Streaming video is the number one source of traffic on the internet, and more than 30 million web meetings are estimated to take place every day. To capitalize on the growing work-from-home movement, NVIDIA has announced a new AI-powered suite of tools that it says improve the quality of video calls while also reducing bandwidth usage. How? By faking your face with artificial intelligence, essentially.
Something for everyone — Called Nvidia Maxine, the platform can be tapped into by developers of video chat software to offer a range of features, like resolution upscaling and automatic camera positioning that always keeps your face in the center of the frame. But perhaps its most impressive feature is the ability to use AI to create a model of a speaker's face, and then only update their expressions as they happen. Put together, all the enhancements provided by Maxine should save money for developers and help workers better contend with home settings that aren't always conducive to professional-grade teleconferencing.
Because streaming video can quickly get expensive, Nvidia found a way to analyze the key facial features of everyone on a call and intelligently re-animate them in the cloud instead of streaming an entire screen of pixels. Maxine also converts lower resolutions streams to higher resolution video in real-time and can compress the resulting feed by 90 percent more than the current H.264 standard can manage. The result is that the amount data being sent back and forth is significantly reduced without compromising on image quality.
Combatting unpredictable environments — Other features are more useful for end-users. Talking over video is unnatural because most people will look at their screens while they speak rather than the camera. With gaze correction, the AI will simulate eye content and autoframe will adjust your face so it looks as if you're facing the other people in the call.
Everyone knows what it's like to have family members who won't respect your need for peace quiet, or construction workers who conveniently start drilling as soon as your meeting begins. With the new "denoise" feature your voice is also isolated from everything happening in the background. In the video above it seems to work incredibly well, completely blunting the sound of children playing in the background as a women in the foreground talks on a call.

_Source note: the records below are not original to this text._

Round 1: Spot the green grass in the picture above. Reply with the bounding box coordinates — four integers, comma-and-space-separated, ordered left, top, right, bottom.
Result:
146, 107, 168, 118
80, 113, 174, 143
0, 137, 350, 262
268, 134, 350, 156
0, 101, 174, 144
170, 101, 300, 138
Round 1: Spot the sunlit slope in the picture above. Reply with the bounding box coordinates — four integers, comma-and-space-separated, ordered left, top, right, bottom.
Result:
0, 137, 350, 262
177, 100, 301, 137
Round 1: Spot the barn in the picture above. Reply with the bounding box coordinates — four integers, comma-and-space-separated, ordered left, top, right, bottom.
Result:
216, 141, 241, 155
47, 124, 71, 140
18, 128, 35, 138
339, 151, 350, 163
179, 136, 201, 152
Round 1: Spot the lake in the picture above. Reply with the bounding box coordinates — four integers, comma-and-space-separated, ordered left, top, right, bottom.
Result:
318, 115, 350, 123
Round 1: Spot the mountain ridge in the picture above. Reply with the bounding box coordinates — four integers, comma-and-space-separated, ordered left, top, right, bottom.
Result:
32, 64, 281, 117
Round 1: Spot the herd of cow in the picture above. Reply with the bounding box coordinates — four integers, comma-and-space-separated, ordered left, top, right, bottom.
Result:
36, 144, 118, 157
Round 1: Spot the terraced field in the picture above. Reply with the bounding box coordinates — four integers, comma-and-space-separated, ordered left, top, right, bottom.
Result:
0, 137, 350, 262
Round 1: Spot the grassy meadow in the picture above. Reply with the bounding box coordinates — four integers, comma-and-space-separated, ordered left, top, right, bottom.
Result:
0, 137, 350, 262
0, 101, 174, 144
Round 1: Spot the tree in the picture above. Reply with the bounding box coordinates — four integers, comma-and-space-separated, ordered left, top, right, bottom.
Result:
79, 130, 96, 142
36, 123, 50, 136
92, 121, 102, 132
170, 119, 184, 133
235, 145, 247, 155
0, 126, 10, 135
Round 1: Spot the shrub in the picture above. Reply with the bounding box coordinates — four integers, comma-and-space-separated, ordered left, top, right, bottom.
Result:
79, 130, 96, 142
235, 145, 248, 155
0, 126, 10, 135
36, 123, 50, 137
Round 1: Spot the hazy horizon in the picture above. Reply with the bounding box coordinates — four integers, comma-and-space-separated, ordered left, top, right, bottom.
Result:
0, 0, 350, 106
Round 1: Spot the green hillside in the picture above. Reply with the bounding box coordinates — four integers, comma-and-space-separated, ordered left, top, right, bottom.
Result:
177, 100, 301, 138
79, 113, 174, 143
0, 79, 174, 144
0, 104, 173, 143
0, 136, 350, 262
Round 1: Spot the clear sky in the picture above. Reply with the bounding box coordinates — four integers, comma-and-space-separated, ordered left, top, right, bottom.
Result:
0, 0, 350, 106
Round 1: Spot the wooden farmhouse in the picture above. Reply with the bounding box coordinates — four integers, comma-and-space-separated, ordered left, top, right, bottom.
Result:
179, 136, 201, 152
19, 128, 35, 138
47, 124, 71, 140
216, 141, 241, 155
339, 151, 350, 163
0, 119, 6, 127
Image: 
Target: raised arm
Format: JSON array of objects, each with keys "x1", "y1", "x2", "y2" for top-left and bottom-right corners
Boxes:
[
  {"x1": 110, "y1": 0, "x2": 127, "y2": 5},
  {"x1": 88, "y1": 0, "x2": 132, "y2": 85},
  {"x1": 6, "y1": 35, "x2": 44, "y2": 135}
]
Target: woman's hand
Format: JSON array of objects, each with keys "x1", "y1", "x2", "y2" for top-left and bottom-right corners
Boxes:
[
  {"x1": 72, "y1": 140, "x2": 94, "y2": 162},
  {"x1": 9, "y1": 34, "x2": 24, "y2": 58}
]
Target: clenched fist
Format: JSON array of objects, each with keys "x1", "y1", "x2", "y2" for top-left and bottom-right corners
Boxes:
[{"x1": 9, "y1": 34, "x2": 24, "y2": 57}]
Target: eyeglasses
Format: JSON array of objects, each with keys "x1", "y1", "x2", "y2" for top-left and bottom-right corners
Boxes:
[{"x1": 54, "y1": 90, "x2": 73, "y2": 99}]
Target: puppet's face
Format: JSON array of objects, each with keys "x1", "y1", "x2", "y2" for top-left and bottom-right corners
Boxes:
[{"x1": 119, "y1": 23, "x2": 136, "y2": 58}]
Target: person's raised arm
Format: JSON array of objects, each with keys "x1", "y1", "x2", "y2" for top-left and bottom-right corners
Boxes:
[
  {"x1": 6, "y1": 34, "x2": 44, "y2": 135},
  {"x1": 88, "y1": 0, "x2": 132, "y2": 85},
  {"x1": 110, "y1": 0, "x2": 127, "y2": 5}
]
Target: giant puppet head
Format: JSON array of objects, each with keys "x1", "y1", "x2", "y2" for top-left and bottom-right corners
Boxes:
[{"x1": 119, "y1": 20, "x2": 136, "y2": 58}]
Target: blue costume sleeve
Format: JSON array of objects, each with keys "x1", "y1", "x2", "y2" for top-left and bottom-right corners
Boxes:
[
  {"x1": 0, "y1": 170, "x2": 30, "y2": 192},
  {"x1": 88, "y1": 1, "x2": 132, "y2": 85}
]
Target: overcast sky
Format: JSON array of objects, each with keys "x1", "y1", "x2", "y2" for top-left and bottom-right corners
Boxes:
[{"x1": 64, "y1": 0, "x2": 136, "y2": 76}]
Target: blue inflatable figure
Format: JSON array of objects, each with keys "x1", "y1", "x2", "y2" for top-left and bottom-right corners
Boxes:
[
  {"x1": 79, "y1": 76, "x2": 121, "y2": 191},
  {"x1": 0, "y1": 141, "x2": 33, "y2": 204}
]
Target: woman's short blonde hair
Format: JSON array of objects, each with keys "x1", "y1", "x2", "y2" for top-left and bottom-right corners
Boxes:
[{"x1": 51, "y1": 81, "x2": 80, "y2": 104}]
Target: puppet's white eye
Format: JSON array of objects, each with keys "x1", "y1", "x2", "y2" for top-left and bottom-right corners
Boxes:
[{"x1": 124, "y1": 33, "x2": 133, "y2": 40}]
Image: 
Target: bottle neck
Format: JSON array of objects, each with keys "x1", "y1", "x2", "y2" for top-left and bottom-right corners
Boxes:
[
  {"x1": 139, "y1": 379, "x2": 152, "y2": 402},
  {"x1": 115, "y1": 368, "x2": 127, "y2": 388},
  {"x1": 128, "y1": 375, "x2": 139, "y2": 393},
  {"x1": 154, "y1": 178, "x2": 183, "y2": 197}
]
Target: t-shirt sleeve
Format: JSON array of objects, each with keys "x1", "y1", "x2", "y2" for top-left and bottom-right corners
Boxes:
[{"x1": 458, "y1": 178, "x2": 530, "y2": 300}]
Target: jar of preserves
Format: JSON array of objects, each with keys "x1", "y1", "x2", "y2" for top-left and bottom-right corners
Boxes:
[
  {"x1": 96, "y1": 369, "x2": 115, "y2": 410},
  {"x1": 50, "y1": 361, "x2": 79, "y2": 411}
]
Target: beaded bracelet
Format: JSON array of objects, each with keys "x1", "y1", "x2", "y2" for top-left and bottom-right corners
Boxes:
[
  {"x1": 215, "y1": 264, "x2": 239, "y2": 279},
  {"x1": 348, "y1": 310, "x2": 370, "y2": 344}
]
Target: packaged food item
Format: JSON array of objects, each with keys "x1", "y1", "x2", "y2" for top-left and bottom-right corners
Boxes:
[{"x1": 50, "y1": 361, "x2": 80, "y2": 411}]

Maxine is one example of AI actually being useful because it can predict the common issues that arise to interrupt video calls. The technology suite uses Nvidia GPU acceleration and runs in the cloud, so you don't need one of the company's graphics cards to enable the features of Maxine, and they should work on most devices capable of video calls. Developers of video calling apps who are interested in using Maxine can request early access on Nvidia's website.